Galaxy tool preview

Cutadapt (version 0.9.5.a)
3' Adapters
3' Adapters 0
5' or 3' (Anywhere) Adapters
5' or 3' (Anywhere) Adapters 0
Maximum allowed error rate (no. of errors divided by the length of the matching region).
Try to remove adapters at most COUNT times. Useful when an adapter gets appended multiple times.
Minimum overlap length. If the overlap between the adapter and the sequence is shorter than LENGTH, the read is not modified.
Discard reads that contain the adapter instead of trimming them. Use the 'Minimum overlap length' option in order to avoid throwing away too many randomly matching reads!
Discard trimmed reads that are shorter than LENGTH. Reads that are too short even before adapter removal are also discarded. In colorspace, an initial primer is not counted. Value of 0 means no minimum length.
Discard trimmed reads that are longer than LENGTH. Reads that are too long even before adapter removal are also discarded. In colorspace, an initial primer is not counted. Value of 0 means no maximum length.
Trim low-quality ends from reads before adapter removal. The algorithm is the same as the one used by BWA (Subtract CUTOFF from all qualities; compute partial sums from all indices to the end of the sequence; cut sequence at the index at which the sum is minimal). Value of 0 means no quality trimming.
By default all reads will be put in the same file. However, reads with adapters matching in the middle, unmatched reads, and too-short reads can be saved in separate files.

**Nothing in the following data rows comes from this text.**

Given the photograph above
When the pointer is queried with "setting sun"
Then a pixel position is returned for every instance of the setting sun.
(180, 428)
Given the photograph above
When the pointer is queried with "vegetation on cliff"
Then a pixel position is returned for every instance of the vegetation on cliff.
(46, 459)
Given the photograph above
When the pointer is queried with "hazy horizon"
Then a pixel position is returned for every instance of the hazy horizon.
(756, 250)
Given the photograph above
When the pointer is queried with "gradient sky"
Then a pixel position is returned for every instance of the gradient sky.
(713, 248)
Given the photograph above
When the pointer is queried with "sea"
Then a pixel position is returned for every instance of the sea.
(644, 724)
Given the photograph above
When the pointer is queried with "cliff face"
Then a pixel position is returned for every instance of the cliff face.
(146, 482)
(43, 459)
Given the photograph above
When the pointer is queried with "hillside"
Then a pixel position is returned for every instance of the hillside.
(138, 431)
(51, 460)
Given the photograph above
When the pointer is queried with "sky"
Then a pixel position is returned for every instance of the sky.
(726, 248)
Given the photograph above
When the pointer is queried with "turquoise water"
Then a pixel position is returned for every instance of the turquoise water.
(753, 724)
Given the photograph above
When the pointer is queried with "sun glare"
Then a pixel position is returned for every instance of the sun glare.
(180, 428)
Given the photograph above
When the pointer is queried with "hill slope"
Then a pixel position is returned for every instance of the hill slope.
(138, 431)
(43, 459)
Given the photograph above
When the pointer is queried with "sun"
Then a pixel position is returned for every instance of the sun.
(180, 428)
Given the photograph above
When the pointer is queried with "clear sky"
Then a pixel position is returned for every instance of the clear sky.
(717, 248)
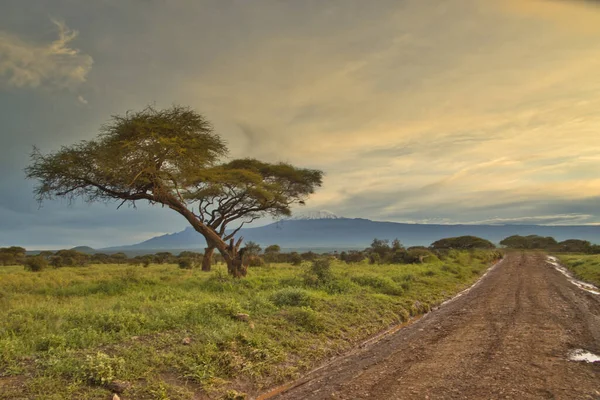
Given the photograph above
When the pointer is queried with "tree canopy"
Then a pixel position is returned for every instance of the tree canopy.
(173, 157)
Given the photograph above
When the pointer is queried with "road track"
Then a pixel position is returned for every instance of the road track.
(507, 338)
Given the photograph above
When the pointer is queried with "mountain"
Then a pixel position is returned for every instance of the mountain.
(85, 249)
(349, 233)
(323, 214)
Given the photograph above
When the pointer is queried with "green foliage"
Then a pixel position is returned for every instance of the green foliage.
(35, 264)
(462, 243)
(185, 263)
(529, 242)
(255, 261)
(584, 267)
(101, 369)
(292, 297)
(252, 248)
(319, 273)
(54, 324)
(306, 318)
(12, 255)
(295, 259)
(173, 158)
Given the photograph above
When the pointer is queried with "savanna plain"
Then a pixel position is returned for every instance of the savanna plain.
(162, 332)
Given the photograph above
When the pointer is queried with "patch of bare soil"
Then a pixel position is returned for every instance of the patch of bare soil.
(507, 338)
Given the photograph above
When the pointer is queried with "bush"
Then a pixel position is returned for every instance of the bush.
(295, 259)
(319, 272)
(463, 243)
(292, 297)
(255, 261)
(101, 369)
(185, 263)
(381, 284)
(35, 264)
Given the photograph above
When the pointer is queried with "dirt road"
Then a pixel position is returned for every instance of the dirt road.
(507, 338)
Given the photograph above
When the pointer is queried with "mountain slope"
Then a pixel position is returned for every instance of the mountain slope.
(358, 233)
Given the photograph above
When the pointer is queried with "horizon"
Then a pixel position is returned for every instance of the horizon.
(201, 245)
(467, 112)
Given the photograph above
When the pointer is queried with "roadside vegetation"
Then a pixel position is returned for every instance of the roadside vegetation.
(169, 331)
(584, 266)
(581, 257)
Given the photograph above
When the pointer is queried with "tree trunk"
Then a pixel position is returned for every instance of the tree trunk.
(236, 268)
(235, 260)
(207, 258)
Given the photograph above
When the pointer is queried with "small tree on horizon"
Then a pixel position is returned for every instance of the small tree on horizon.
(172, 157)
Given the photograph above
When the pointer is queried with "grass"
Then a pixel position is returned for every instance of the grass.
(173, 333)
(584, 266)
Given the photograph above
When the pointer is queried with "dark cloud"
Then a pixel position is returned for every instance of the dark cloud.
(421, 112)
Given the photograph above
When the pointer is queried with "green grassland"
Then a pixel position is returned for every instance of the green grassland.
(584, 266)
(177, 334)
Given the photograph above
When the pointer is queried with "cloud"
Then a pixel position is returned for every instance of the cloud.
(55, 64)
(576, 16)
(558, 219)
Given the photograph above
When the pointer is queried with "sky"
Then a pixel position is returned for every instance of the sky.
(444, 111)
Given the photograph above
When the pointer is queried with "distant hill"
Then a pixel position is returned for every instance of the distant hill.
(334, 232)
(85, 249)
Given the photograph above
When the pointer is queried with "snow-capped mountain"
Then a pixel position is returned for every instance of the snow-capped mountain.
(322, 214)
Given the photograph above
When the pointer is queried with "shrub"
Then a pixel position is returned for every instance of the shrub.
(381, 284)
(319, 272)
(295, 259)
(185, 263)
(255, 261)
(101, 369)
(292, 297)
(35, 264)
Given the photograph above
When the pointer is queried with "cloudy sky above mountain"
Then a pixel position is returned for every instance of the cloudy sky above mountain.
(470, 111)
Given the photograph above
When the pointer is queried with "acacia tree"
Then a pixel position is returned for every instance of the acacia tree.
(243, 190)
(172, 157)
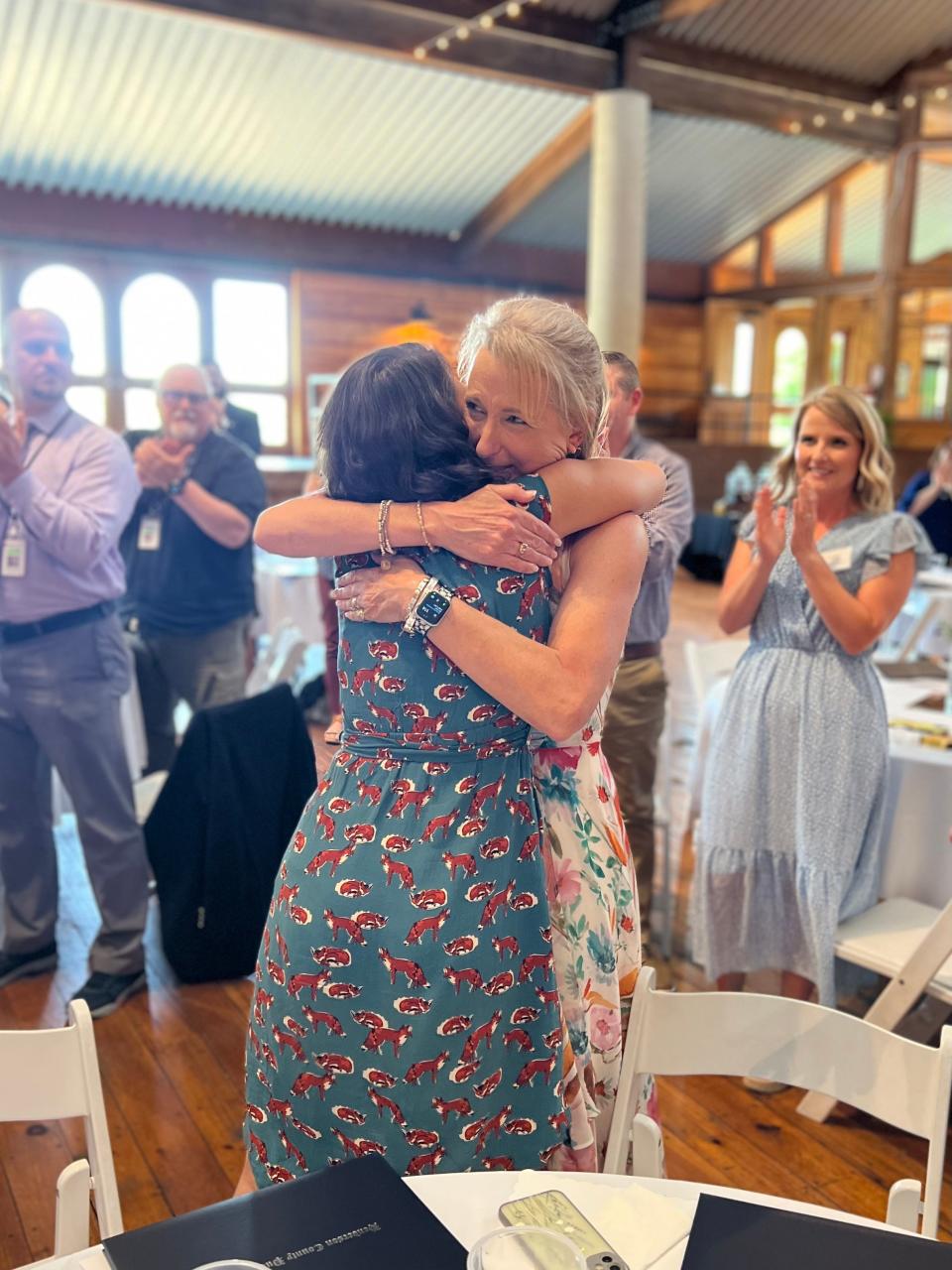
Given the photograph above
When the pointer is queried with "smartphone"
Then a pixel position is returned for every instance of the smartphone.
(556, 1211)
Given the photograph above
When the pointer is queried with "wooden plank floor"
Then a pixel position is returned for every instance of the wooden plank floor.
(172, 1067)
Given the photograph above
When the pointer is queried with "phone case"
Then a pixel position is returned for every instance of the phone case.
(553, 1210)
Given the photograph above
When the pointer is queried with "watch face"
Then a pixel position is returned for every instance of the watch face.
(433, 607)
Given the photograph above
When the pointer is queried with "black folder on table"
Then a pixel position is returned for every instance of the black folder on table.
(358, 1214)
(730, 1234)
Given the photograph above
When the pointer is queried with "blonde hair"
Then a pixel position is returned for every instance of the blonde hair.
(552, 356)
(852, 412)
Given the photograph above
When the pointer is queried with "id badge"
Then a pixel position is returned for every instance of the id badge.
(13, 554)
(150, 534)
(838, 559)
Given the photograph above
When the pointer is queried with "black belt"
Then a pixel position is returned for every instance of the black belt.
(16, 633)
(639, 652)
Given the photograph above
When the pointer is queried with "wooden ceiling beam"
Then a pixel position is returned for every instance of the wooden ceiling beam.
(507, 51)
(726, 87)
(543, 171)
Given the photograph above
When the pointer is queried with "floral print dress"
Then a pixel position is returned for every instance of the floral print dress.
(594, 912)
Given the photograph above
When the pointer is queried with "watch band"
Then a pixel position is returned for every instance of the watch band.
(431, 607)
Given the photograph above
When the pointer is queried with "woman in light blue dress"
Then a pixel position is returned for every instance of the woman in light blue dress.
(794, 786)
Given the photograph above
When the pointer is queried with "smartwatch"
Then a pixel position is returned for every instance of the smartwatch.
(431, 608)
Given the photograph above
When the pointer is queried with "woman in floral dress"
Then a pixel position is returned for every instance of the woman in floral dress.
(507, 356)
(405, 1000)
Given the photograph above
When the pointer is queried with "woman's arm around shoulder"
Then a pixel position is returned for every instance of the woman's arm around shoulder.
(593, 490)
(552, 686)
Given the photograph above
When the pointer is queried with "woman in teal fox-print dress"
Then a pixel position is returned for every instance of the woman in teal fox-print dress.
(535, 390)
(405, 1000)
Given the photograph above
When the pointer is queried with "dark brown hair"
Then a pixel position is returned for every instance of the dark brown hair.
(394, 429)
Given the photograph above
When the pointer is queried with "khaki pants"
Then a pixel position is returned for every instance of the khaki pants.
(633, 730)
(204, 670)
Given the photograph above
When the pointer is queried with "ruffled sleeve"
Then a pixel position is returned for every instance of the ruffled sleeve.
(895, 532)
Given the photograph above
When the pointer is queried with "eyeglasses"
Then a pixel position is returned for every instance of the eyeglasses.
(37, 347)
(172, 397)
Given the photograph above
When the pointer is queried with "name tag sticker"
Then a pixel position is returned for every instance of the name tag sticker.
(838, 559)
(150, 534)
(13, 558)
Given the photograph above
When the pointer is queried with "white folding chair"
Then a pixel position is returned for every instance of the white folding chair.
(54, 1075)
(907, 943)
(710, 661)
(895, 1080)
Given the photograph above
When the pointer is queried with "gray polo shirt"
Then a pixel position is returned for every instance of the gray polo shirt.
(669, 527)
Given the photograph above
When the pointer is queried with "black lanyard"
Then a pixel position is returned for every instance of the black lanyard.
(36, 454)
(46, 440)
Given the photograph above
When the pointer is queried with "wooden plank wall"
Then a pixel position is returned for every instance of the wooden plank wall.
(338, 317)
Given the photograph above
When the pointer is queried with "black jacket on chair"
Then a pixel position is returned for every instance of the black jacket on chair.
(220, 826)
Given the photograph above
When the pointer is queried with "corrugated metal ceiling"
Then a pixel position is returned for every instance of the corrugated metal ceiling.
(111, 99)
(865, 41)
(710, 185)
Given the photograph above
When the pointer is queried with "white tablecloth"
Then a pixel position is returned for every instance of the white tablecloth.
(467, 1206)
(287, 592)
(916, 856)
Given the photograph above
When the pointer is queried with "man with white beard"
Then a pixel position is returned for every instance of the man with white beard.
(188, 559)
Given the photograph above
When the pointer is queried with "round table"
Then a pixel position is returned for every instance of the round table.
(467, 1203)
(467, 1206)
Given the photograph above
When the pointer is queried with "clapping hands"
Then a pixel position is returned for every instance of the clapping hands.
(771, 530)
(802, 540)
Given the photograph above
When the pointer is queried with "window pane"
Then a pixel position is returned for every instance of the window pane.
(789, 366)
(250, 322)
(798, 239)
(743, 368)
(272, 411)
(864, 218)
(72, 296)
(838, 356)
(87, 400)
(160, 326)
(141, 411)
(932, 222)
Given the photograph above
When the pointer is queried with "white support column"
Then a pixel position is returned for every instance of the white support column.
(619, 218)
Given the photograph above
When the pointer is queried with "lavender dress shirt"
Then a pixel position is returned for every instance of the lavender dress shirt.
(72, 503)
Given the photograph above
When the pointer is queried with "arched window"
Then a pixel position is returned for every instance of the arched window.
(160, 326)
(743, 359)
(789, 358)
(72, 296)
(250, 324)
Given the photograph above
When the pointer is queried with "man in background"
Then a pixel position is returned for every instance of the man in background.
(635, 716)
(234, 420)
(189, 561)
(66, 489)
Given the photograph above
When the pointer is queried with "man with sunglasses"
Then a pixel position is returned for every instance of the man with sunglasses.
(66, 489)
(188, 557)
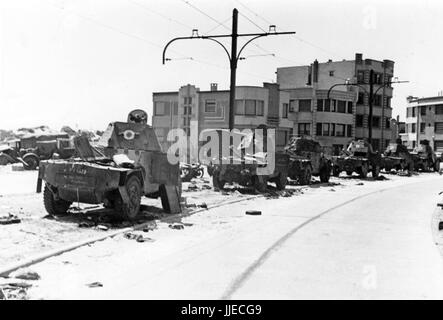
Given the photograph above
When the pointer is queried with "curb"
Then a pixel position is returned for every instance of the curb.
(4, 272)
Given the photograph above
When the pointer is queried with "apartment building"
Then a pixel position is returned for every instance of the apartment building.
(210, 110)
(316, 79)
(424, 121)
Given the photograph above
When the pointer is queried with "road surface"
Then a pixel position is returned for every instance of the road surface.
(370, 240)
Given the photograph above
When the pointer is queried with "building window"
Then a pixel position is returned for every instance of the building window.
(260, 107)
(341, 106)
(350, 107)
(325, 129)
(327, 105)
(239, 107)
(376, 122)
(320, 103)
(304, 129)
(359, 120)
(340, 130)
(377, 100)
(250, 109)
(439, 127)
(360, 76)
(349, 130)
(333, 105)
(210, 106)
(361, 98)
(159, 108)
(319, 129)
(285, 110)
(292, 105)
(304, 105)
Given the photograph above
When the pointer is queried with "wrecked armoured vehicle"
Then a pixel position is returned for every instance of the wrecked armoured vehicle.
(396, 156)
(126, 164)
(425, 159)
(360, 158)
(307, 158)
(242, 167)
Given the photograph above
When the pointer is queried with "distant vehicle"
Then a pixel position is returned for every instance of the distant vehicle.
(307, 158)
(242, 167)
(128, 163)
(360, 158)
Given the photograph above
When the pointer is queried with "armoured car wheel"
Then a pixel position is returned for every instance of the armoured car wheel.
(364, 170)
(31, 161)
(376, 172)
(131, 209)
(305, 177)
(281, 181)
(54, 207)
(217, 183)
(325, 174)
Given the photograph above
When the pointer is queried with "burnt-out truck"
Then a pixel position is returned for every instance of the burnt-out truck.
(126, 164)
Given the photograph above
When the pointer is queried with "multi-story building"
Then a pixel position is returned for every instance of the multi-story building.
(210, 110)
(315, 80)
(424, 121)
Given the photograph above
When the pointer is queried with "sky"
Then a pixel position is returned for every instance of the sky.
(85, 63)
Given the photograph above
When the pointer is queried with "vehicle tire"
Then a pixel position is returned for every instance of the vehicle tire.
(217, 183)
(364, 170)
(281, 181)
(376, 172)
(305, 177)
(54, 207)
(3, 160)
(325, 174)
(335, 171)
(130, 210)
(32, 161)
(260, 185)
(200, 173)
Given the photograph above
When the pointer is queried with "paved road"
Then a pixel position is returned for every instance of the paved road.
(359, 242)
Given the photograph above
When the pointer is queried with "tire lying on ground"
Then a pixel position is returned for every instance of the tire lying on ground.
(54, 206)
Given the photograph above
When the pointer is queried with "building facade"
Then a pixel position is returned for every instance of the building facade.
(424, 121)
(318, 78)
(254, 106)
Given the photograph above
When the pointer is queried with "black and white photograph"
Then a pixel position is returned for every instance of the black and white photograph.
(234, 151)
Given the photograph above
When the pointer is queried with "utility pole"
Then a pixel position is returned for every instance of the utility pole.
(371, 98)
(233, 56)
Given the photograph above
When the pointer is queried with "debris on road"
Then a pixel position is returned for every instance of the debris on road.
(9, 219)
(253, 212)
(95, 285)
(176, 226)
(25, 274)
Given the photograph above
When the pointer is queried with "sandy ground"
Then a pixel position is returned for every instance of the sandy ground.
(348, 229)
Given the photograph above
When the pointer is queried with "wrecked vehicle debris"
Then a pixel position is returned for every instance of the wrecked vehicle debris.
(126, 164)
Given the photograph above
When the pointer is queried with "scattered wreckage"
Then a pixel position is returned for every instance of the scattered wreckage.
(243, 166)
(126, 164)
(360, 158)
(307, 159)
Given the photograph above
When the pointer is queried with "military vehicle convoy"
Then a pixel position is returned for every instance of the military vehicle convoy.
(397, 157)
(307, 159)
(360, 158)
(243, 166)
(127, 163)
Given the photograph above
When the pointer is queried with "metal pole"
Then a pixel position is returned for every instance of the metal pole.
(233, 68)
(371, 98)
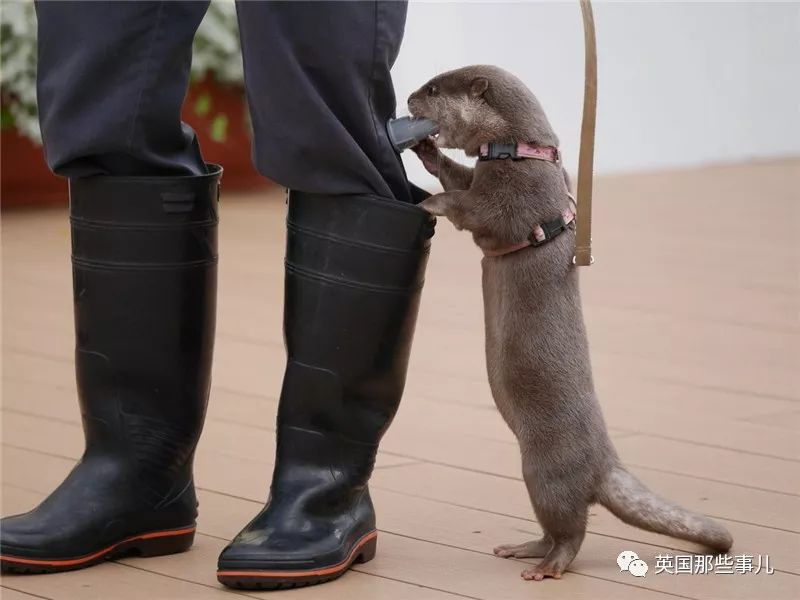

This tool removes adapter sequences from DNA high-throughput sequencing data. This is usually necessary when the read length of the machine is longer than the molecule that is sequenced, such as in microRNA data.

The tool is based on the opensource cutadapt tool.


Algorithm

cutadapt uses a simple semi-global alignment algorithm, without any special optimizations. For speed, the algorithm is implemented as a Python extension module in calignmodule.c.

Partial adapter matches

Cutadapt correctly deals with partial adapter matches. As an example, suppose your adapter sequence is "ADAPTER" (specified via 3' Adapters parameter). If you have these input sequences:

MYSEQUENCEADAPTER
MYSEQUENCEADAP
MYSEQUENCEADAPTERSOMETHINGELSE

All of them will be trimmed to "MYSEQUENCE". If the sequence starts with an adapter, like this:

ADAPTERSOMETHING

It will be empty after trimming.

When the allowed error rate is sufficiently high, errors in the adapter sequence are allowed. For example, ADABTER (1 mismatch), ADAPTR (1 deletion), and ADAPPTER (1 insertion) will all be recognized if the error rate is set to 0.15.

Allowing adapters anywhere

Cutadapt assumes that any adapter specified via the 3` Adapters parameter was ligated to the 3' end of the sequence. This is the correct assumption for at least the SOLiD and Illumina small RNA protocols and probably others.

If, on the other hand, your adapter can also be ligated to the 5' end (on purpose or by accident), you should tell cutadapt so by using the 5' or 3' (Anywhere) Adapters parameter. It will then use a different alignment algorithm and correctly trim adapters that appear in the beginning of a read. An adapter specified this way will also be found if it appears only partially in the beginning of a read. For example, these sequences

ADAPTERMYSEQUENCE
PTERMYSEQUENCE

will be trimmed to "MYSEQUENCE". Note that the regular algorithm would trim the first read to an empty sequence.

This parameter currently does not work with color space data.